Bir
yolcu uçağı dışarıdan bakıldığında hiçbir ciddi sebep olmaksızın düştü ve içindeki yolcuların ve uçuş ekibinin hepsi öldü.
Dışarıdan bakıldığında hiçbir ciddi sebep görünmüyor. Çünkü, son bilgiler uçağın inişe geçtiği ve pisti gördüğü sırada radardan kaybolduğunu söylüyor.
Olay yerinde incelemelerde bulunan
Isparta Valisi'nin açıklamaları da şüphe uyandırıcı. Vali Ş e m s e t i n Uzun diyor ki, "O
bölge uçağın geçiş noktası değil,
uçak o noktaya nasıl düştü anlamak mümkün değil"
Şimdi... Bu tür
şüpheli durumlarda uçakta kimler vardı, acaba bir
sabotaj söz konusu mu gibi soruları sormak ve şüpheler üzerinde yoğunlaşmak gerekir. Ta ki, gerçek ortaya çıkana kadar!
Peki uçakta kimler vardı?
Uçakta bazı bilimadamları ve diğer sade vatandaşlarımız vardı.
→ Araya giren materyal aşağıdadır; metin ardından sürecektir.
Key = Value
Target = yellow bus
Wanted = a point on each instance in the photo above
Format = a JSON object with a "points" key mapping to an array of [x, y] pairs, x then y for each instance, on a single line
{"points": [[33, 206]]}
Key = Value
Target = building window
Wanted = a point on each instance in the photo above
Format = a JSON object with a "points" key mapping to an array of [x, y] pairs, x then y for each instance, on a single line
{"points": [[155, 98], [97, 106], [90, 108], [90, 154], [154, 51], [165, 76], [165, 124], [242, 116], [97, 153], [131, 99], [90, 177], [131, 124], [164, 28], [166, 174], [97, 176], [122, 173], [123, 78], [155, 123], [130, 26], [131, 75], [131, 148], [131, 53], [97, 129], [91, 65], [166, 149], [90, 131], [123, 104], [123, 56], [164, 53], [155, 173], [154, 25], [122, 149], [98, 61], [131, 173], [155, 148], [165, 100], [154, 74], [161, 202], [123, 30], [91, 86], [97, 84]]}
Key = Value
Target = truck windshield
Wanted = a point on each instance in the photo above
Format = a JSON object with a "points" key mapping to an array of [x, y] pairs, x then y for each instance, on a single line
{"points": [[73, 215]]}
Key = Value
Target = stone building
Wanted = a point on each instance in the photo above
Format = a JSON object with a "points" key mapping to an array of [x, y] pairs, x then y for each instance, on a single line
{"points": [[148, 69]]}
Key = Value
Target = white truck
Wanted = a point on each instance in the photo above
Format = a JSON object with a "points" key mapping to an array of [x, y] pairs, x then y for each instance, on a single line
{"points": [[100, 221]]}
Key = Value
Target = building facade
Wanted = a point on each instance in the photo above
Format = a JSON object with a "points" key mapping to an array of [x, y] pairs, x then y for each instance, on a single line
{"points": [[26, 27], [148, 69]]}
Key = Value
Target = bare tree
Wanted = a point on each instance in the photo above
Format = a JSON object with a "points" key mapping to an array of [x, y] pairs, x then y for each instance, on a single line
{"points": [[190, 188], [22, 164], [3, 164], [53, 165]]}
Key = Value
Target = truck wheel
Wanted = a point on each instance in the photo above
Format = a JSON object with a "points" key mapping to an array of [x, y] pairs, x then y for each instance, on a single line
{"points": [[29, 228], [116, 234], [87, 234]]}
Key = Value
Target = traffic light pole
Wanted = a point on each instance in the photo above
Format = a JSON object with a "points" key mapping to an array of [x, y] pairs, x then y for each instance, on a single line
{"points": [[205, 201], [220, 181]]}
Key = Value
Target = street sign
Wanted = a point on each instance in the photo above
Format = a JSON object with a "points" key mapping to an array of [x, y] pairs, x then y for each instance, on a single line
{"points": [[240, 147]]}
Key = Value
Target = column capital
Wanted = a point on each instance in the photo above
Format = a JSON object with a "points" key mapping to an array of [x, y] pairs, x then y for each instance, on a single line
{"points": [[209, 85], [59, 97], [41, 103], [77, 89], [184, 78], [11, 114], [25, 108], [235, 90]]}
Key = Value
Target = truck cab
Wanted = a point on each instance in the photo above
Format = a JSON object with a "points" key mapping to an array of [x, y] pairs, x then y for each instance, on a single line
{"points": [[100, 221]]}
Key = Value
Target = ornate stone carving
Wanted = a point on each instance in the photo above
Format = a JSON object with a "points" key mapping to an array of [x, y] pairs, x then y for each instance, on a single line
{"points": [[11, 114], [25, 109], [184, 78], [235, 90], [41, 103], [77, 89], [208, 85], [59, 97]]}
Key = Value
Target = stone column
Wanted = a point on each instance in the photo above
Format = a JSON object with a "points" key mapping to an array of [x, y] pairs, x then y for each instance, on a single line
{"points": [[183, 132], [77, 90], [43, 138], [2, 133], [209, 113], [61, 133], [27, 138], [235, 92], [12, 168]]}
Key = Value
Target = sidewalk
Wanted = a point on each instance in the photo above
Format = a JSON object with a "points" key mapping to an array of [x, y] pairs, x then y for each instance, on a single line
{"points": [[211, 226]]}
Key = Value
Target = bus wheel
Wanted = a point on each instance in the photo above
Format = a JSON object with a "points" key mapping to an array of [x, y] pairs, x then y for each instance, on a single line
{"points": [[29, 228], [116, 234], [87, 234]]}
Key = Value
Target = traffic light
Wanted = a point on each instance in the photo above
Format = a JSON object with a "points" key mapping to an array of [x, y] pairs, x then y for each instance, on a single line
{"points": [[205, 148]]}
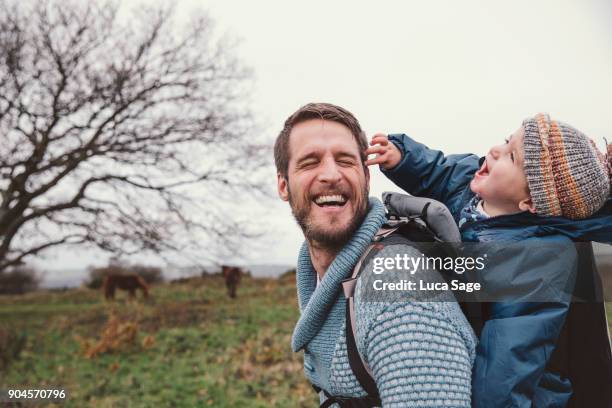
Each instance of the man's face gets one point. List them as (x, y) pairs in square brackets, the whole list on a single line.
[(327, 184), (501, 180)]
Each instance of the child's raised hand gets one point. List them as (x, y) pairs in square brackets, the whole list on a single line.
[(387, 154)]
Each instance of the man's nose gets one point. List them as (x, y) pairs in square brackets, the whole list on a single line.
[(330, 173)]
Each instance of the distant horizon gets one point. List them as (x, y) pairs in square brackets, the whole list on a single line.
[(75, 277)]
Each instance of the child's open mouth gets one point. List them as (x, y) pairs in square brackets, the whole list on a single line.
[(484, 170)]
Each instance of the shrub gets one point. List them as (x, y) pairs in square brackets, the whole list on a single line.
[(19, 280)]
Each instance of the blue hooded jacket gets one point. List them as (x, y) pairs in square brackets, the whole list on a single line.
[(530, 354)]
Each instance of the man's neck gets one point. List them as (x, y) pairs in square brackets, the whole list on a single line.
[(321, 257)]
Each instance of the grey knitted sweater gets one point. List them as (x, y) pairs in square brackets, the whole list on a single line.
[(421, 353)]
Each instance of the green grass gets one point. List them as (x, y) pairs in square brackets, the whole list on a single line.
[(208, 350)]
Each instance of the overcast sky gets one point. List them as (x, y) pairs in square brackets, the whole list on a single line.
[(459, 76)]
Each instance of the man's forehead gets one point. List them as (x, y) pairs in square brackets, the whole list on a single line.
[(318, 134)]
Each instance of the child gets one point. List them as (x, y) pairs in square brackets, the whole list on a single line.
[(547, 184)]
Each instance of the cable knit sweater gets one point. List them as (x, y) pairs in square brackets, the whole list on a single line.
[(420, 353)]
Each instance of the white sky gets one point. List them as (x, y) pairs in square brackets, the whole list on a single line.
[(457, 75)]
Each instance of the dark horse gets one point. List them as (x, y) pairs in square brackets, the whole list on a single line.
[(231, 274), (125, 282)]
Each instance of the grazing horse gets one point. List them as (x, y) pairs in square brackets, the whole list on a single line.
[(232, 278), (125, 282)]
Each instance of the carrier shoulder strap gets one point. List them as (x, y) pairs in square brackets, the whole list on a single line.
[(361, 370)]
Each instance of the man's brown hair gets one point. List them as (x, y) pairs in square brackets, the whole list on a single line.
[(325, 111)]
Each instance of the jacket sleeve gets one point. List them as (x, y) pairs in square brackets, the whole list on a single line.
[(519, 338), (419, 357), (429, 173)]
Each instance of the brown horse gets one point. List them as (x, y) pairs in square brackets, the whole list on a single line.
[(232, 279), (125, 282)]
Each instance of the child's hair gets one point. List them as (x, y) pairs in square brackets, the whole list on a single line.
[(566, 173)]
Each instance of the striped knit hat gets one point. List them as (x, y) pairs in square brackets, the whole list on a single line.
[(566, 173)]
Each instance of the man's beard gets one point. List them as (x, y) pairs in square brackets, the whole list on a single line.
[(333, 240)]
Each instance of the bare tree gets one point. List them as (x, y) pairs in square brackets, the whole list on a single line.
[(122, 131)]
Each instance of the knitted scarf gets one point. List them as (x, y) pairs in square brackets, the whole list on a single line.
[(315, 301)]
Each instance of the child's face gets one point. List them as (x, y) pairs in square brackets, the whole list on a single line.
[(501, 181)]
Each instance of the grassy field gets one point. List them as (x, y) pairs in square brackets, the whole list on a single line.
[(190, 345)]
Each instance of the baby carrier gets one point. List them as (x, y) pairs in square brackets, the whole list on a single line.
[(410, 220)]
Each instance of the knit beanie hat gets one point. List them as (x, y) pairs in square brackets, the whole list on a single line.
[(566, 173)]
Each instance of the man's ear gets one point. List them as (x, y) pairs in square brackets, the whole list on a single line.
[(527, 205), (283, 187)]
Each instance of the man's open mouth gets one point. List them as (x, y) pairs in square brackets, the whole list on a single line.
[(330, 200)]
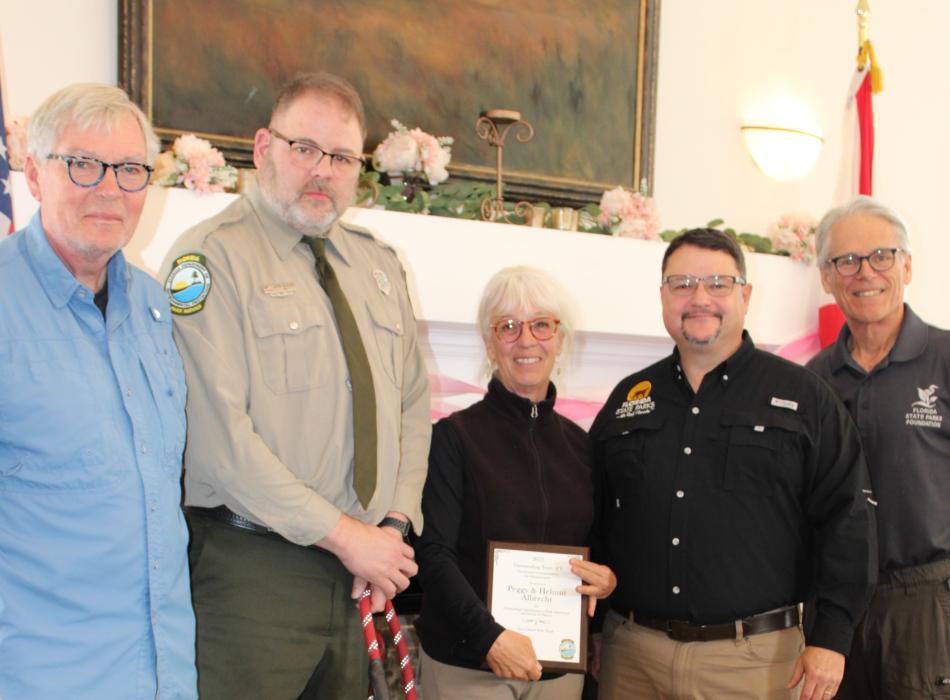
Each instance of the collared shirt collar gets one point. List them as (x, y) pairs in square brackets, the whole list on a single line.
[(58, 282), (911, 343), (282, 236)]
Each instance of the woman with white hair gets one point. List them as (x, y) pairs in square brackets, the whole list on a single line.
[(507, 468)]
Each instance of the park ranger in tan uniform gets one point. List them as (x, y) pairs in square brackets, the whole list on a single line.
[(286, 524)]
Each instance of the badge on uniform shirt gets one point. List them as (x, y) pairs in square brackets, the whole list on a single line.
[(188, 284), (382, 281), (280, 289)]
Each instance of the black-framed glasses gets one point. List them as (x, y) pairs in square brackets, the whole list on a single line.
[(879, 259), (508, 330), (85, 171), (716, 285), (309, 155)]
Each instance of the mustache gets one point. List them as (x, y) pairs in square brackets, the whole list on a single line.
[(316, 186), (690, 314)]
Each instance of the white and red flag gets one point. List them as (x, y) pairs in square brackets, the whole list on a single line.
[(6, 199), (857, 160)]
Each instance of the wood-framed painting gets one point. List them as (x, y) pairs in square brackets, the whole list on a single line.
[(583, 74)]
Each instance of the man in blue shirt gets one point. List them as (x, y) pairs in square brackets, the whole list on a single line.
[(94, 593)]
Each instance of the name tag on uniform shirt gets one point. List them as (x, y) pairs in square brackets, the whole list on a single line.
[(785, 403)]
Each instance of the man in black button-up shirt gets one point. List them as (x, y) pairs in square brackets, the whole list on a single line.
[(892, 371), (733, 487)]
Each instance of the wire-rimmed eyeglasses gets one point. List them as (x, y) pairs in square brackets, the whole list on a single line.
[(715, 285), (879, 259), (86, 171), (308, 155), (508, 330)]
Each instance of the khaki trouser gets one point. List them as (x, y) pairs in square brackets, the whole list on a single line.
[(901, 648), (441, 681), (638, 662), (275, 620)]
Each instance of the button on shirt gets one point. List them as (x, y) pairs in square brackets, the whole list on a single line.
[(727, 502), (94, 595), (269, 406), (902, 409)]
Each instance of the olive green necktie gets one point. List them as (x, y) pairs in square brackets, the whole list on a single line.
[(361, 378)]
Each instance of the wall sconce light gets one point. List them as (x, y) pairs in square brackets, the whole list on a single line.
[(782, 153)]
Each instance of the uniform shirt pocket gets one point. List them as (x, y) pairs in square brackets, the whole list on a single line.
[(388, 331), (761, 452), (292, 341), (626, 455)]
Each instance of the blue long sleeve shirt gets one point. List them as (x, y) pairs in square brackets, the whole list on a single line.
[(94, 590)]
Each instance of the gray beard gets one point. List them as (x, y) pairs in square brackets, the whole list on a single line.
[(292, 216)]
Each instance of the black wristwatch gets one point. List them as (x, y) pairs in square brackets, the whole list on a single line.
[(402, 526)]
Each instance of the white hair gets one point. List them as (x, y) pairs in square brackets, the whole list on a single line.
[(860, 205), (86, 106)]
Bilimadamları Isparta'daki bir bilimsel konferansa gidiyorlardı.
Boğaziçi Üniversitesi Öğretim üyesi Prof. Dr. Engin Arık da uçaktaydı. Prof. Arık
Türkiye'de
toryum rezervleri üzerinde yaptığı çarpıcı çalışmalar ve açıklamalarla biliniyordu. Ve tabii ki Engin Arık Toryum rezervlerimizin Türkiye'nin enerji bağımsızlığını sağlayabileceğini ileri sürüyordu. Ve kurulması düşünülen
nükleer santrallerin toryumlu nükleer santral olması gerektiğini ifade ediyordu!
Nükleer santral sahibi olmanın eşiğinde olan Türkiye için oldukça dikkat
çekici bir
tartışma konusu...
Nükleer santral yapımında
uranyum yerine toryum kullanılabiliyor.
Ve toryum için 21. yüzyılın en stratejik maddesi gözüyle bakılıyor.
Türkiye de bu maden bakımından oldukça zengin. Ülkemiz toryum açısından dünyada ikinci büyük rezerve sahip
ülke.
Ülkesinde hiç toryum rezervi olmayan
Japonya gibi ülkeler bile toryumlu
nükleer enerji santralleri yapımına yönelik çalışmalar yaparken Türkiye bu konuda da çağın gerisinde kalmayı sürdürüyor.
Rahmetli Prof. Dr. Engin Arık'a göre Türkiye'de toryum kullanıma sokulabilirse petrol ve doğalgaza ihtiyaç kalmayacağını savunuyordu. Engin Arık Türkiye'nin sayılı toryum uzmanlarından biriydi ve hep "Servetin üstünde oturuyoruz da haberimiz yok.
Türkiye'nin sahip olduğu toryum rezervi 120 trilyon dolarlık petrole eşdeğer" derdi.
Ankara Tai'de F-16 uçaklarının yazılımlarını gerçekleştiren mühendislerin arka arkaya
intihar etmeleri, daha doğrusu 'sır' ölümleri böylesi olaylarda akla bu tür şüpleri getiriyor.
Bu sebeple, özellikle herhangi bir alanda Türkiye'ye
bağımsızlık kazandıracak proje sahibi bilimadamlarının da içinde bulunduğu "kazalar" hakkında en azından olayın sonucu kesinleşene kadar şüpheci davranmak gerektiğini düşünenlerdenim. Bu şüphecilik bize bir şey kaybettirmez, aksine kazandırır.
Kazada yakınlarını kaybeden herkesin başı sağolsun.